It may be that if appellee had insisted on going upon the land he could have discovered the falsity of the statement as to its quality, but that would be no answer to his prayer to be relieved from the contract. Labbe v. Corbett, 69 Tex. 503, 6 S.W. 808. However, he relied upon the positive statement of appellants' agent that the land, not seen by appellee, was equally as good as that part of the land shown to him. The agent could not claim that what he said was a matter of opinion, because the defect in the land was so obvious and patent that he could not have entertained such an opinion. No man could honestly give it as his opinion that a parcel of land with a depression that gathers and holds water after a rain was as good as land adjoining it upon which there was no such depression. It was a plain statement of fact, made to deceive, or made without knowledge with which he should have possessed himself before making any such statement. As said in Culbertson v. Blanchard, 79 Tex. 486,15 S.W. 700:

"So far as they were concerned, it made no difference whether they were deceived through the fraudulent or innocent representations of the plaintiff as to any fact shown to be a material inducement influencing their action in making the contract. However innocent may have been the intention of plaintiff in making the representations, and though he may have been mistaken as to the locality of the land, yet, if such representations had in fact the effect of misleading or deceiving the defendants or influencing their conduct in a material matter, the result was in the eyes of the law * * * a perpetration of a fraud upon defendants, regardless of the motives of the plaintiffs."

This was in a case in which a misrepresentation was made as to the location of a certain tract of land with reference to other tracts.

The special charge was properly refused because there was no evidence tending to show that the representation of the agent as to the quality of the land was an opinion, but if there had been the charge did not express the law as to opinions. It is not the law that the expression of an opinion will not be cause for canceling a contract made through reliance upon the opinion whether "erroneous or untrue" or not. The law is that, when a person makes a statement in the form of an opinion and knows of facts which make the opinion a sham and a fraud, he has really made a misrepresentation of fact. Bigelow on Estoppel, p. 636. In this case there was no expression of opinion, but a positive assertion which was shown to be untrue.

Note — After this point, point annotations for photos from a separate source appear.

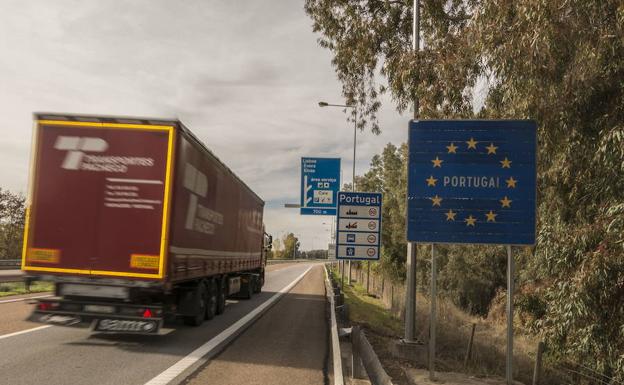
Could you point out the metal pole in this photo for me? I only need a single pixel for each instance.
(354, 144)
(349, 281)
(510, 289)
(432, 319)
(537, 371)
(410, 298)
(367, 275)
(416, 45)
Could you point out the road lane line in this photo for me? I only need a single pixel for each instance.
(225, 336)
(26, 298)
(25, 331)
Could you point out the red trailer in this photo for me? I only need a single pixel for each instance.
(135, 220)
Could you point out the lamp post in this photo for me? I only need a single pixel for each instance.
(325, 104)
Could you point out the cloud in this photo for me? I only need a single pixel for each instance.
(244, 76)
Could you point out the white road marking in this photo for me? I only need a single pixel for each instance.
(25, 331)
(176, 369)
(25, 298)
(139, 181)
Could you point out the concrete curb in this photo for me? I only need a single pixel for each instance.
(336, 356)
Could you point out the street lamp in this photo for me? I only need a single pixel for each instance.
(325, 104)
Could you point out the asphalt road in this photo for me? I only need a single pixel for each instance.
(288, 345)
(65, 356)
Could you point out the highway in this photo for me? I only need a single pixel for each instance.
(288, 342)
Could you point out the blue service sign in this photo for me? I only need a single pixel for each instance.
(320, 182)
(472, 181)
(358, 233)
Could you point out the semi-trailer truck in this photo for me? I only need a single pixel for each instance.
(136, 221)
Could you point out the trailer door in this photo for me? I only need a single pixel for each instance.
(99, 199)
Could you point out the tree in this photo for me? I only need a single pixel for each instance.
(291, 246)
(12, 215)
(387, 175)
(558, 62)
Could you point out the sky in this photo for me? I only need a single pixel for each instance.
(245, 76)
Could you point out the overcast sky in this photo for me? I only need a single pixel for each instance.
(244, 76)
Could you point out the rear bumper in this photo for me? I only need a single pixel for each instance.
(63, 312)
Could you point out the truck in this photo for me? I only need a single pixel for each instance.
(136, 222)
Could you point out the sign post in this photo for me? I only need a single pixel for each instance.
(320, 182)
(472, 182)
(359, 226)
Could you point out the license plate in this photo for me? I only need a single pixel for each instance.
(99, 309)
(126, 326)
(74, 289)
(58, 319)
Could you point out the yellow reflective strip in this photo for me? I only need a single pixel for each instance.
(149, 127)
(165, 222)
(87, 272)
(25, 242)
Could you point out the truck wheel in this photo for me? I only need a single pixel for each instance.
(221, 296)
(248, 289)
(200, 307)
(211, 304)
(257, 284)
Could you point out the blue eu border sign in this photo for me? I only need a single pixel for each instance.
(472, 181)
(320, 182)
(358, 232)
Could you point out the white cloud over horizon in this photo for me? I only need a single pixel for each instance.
(244, 76)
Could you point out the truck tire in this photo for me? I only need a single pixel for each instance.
(221, 295)
(201, 299)
(257, 284)
(211, 295)
(248, 288)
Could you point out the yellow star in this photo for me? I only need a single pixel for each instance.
(470, 221)
(436, 200)
(431, 181)
(506, 163)
(472, 143)
(491, 216)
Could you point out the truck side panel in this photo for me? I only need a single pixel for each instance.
(99, 199)
(216, 224)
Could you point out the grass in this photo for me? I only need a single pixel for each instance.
(453, 331)
(16, 288)
(369, 311)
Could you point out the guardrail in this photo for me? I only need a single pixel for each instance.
(278, 261)
(337, 356)
(10, 264)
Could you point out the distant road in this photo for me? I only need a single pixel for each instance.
(66, 356)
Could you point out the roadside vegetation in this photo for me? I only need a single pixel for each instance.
(11, 224)
(17, 288)
(560, 63)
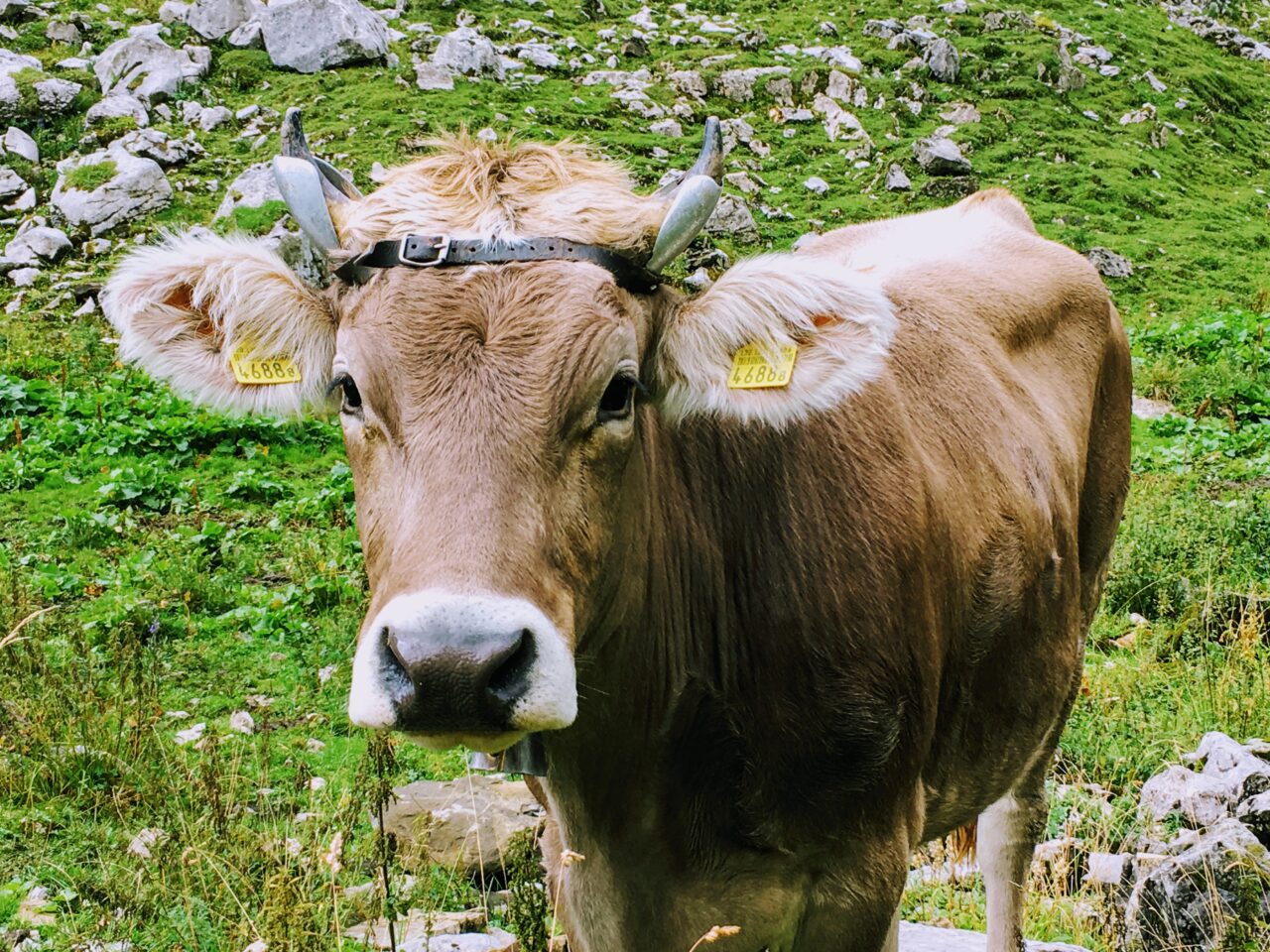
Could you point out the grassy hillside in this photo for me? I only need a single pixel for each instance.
(164, 566)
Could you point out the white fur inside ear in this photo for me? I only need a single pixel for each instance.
(841, 321)
(183, 306)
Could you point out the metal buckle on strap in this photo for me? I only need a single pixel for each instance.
(443, 253)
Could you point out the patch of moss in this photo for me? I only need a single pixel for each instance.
(257, 221)
(90, 177)
(244, 68)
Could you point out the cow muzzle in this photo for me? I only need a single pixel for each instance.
(476, 669)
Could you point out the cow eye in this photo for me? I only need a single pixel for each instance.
(619, 399)
(352, 398)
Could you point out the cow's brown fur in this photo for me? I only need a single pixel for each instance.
(802, 652)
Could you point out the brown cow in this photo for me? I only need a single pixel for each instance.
(770, 640)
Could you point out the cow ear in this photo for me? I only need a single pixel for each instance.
(225, 322)
(832, 322)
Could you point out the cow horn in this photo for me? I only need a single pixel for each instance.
(708, 162)
(694, 202)
(309, 184)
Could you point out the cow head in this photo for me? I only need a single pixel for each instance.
(497, 416)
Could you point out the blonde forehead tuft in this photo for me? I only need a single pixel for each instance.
(504, 190)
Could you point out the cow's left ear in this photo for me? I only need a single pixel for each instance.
(775, 339)
(223, 321)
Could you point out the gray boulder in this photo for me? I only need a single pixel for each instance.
(212, 19)
(37, 244)
(254, 188)
(12, 184)
(136, 186)
(897, 180)
(166, 150)
(731, 217)
(943, 60)
(21, 144)
(466, 53)
(1109, 263)
(1187, 900)
(467, 824)
(146, 67)
(316, 35)
(940, 157)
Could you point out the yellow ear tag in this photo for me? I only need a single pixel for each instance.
(751, 370)
(262, 371)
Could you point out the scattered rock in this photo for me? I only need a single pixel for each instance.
(897, 180)
(316, 35)
(21, 144)
(1109, 263)
(10, 182)
(212, 19)
(250, 189)
(940, 157)
(1148, 409)
(738, 85)
(146, 67)
(468, 823)
(731, 217)
(37, 244)
(145, 841)
(63, 32)
(943, 60)
(1185, 900)
(465, 53)
(136, 186)
(160, 146)
(418, 927)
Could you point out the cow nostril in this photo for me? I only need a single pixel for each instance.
(509, 679)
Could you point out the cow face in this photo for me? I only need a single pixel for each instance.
(493, 417)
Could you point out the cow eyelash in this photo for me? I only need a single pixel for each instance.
(350, 397)
(619, 398)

There is evidence which tends to show that appellee did not rely upon his own judgment in buying the land, but that he did not see all of it and accepted the representations of the agent of appellants as true. The evidence showed that the brush on the land was so thick that appellee and those with him could not drive over it, and, not caring to walk over it, appellee accepted what the *Page 661 agent told him as true and upon that representation bought the land. As said in a quotation copied into the opinion in Labbe v. Corbett, herein cited:

"When once it is established that there has been any fraudulent misrepresentation * * * by which a person has been induced to enter into a contract, it is no answer to his claim to be relieved from it to tell him that he might have known the truth by further inquiry. He has a right to retort upon his objector: `You, at least, who have stated what is untrue for the purpose of drawing me into a contract, cannot accuse me of want of caution, because I relied implicitly upon your fairness and honesty.'"

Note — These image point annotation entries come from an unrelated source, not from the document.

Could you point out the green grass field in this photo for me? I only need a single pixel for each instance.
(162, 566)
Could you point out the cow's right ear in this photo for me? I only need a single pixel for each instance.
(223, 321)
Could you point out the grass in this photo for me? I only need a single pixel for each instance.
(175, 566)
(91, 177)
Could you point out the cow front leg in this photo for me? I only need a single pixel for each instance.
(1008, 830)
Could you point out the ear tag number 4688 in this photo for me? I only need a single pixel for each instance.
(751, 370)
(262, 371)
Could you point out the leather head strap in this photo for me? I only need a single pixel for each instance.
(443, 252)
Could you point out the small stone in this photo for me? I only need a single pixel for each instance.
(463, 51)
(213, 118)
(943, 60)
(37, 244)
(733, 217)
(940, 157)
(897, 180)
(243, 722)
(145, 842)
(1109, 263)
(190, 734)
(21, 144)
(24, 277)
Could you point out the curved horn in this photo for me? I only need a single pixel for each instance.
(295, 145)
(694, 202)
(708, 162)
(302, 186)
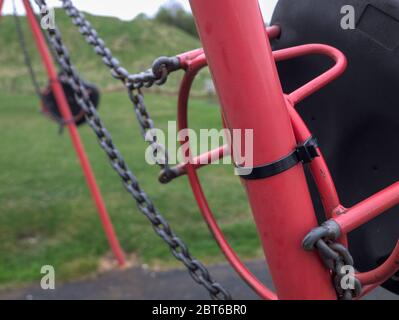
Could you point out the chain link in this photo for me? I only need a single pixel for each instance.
(196, 269)
(157, 75)
(335, 257)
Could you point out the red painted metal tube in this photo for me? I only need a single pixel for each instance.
(369, 209)
(383, 272)
(242, 65)
(319, 170)
(191, 167)
(74, 134)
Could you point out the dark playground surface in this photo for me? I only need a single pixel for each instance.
(142, 284)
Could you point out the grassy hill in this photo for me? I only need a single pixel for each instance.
(135, 43)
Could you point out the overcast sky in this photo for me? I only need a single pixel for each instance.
(128, 9)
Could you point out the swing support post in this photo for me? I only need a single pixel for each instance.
(73, 132)
(240, 58)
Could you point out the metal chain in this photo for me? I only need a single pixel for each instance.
(335, 257)
(24, 48)
(157, 75)
(196, 269)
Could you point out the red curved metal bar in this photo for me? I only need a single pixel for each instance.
(186, 57)
(369, 209)
(231, 256)
(194, 62)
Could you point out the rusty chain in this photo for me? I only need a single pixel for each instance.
(161, 227)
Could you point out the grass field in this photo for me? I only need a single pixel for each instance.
(48, 217)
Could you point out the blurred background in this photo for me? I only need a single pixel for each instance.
(47, 216)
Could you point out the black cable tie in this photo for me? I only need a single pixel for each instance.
(304, 153)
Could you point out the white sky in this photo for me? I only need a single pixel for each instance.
(128, 9)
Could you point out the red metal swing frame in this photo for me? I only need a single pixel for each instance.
(65, 111)
(239, 55)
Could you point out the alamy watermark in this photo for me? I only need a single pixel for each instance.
(184, 145)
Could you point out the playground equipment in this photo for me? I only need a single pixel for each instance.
(251, 96)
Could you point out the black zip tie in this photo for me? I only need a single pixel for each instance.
(304, 153)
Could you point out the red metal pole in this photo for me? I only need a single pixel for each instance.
(242, 65)
(1, 6)
(74, 134)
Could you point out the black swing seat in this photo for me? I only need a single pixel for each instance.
(356, 118)
(50, 106)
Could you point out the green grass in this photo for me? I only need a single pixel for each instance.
(47, 215)
(135, 43)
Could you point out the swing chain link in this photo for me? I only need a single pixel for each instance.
(157, 75)
(161, 227)
(336, 257)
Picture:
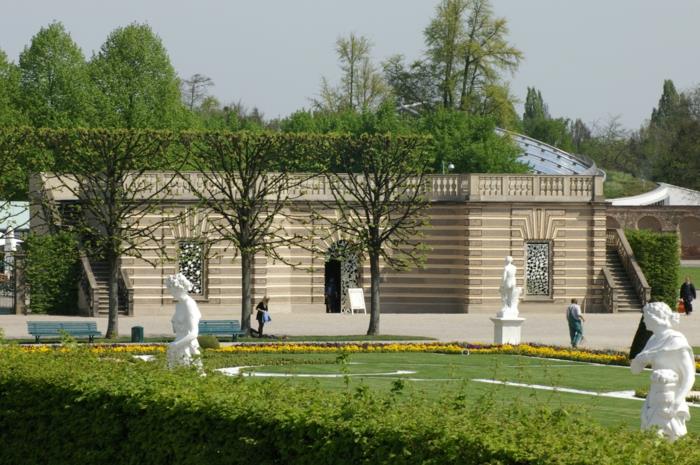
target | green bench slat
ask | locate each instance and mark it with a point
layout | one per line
(221, 327)
(54, 328)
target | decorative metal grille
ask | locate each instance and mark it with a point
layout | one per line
(191, 264)
(537, 268)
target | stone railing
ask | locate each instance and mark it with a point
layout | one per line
(609, 291)
(126, 293)
(616, 239)
(88, 287)
(451, 187)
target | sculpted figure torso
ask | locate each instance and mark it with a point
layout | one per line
(184, 350)
(510, 293)
(673, 373)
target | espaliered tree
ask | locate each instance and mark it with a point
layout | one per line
(245, 183)
(105, 170)
(378, 185)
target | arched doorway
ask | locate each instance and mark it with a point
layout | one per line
(650, 223)
(342, 271)
(611, 223)
(690, 238)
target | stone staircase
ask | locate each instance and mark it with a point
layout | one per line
(627, 300)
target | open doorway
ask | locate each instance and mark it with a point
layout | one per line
(331, 286)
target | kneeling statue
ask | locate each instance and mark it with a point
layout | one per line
(673, 373)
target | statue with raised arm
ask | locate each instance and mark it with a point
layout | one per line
(672, 373)
(184, 350)
(510, 292)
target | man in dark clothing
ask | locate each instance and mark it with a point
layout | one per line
(688, 295)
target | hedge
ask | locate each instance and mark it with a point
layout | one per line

That quotation is copied and approved in Buchanan v. Burnett,102 Tex. 492, 119 S.W. 1141, 132 Am. St. Rep. 900. To the same effect are Benton v. Kuykendall, 160 S.W. 438; Hammel v. Benton, 162 S.W. 35; Taber v. Eyler, 162 S.W. 490; Barton v. Cox, 176 S.W. 793.

The evidence was sufficient to Justify the verdict. There was a sharp conflict in the evidence, but that was for the jury to determine, and their determination of the facts cannot be disturbed. The judgment is affirmed.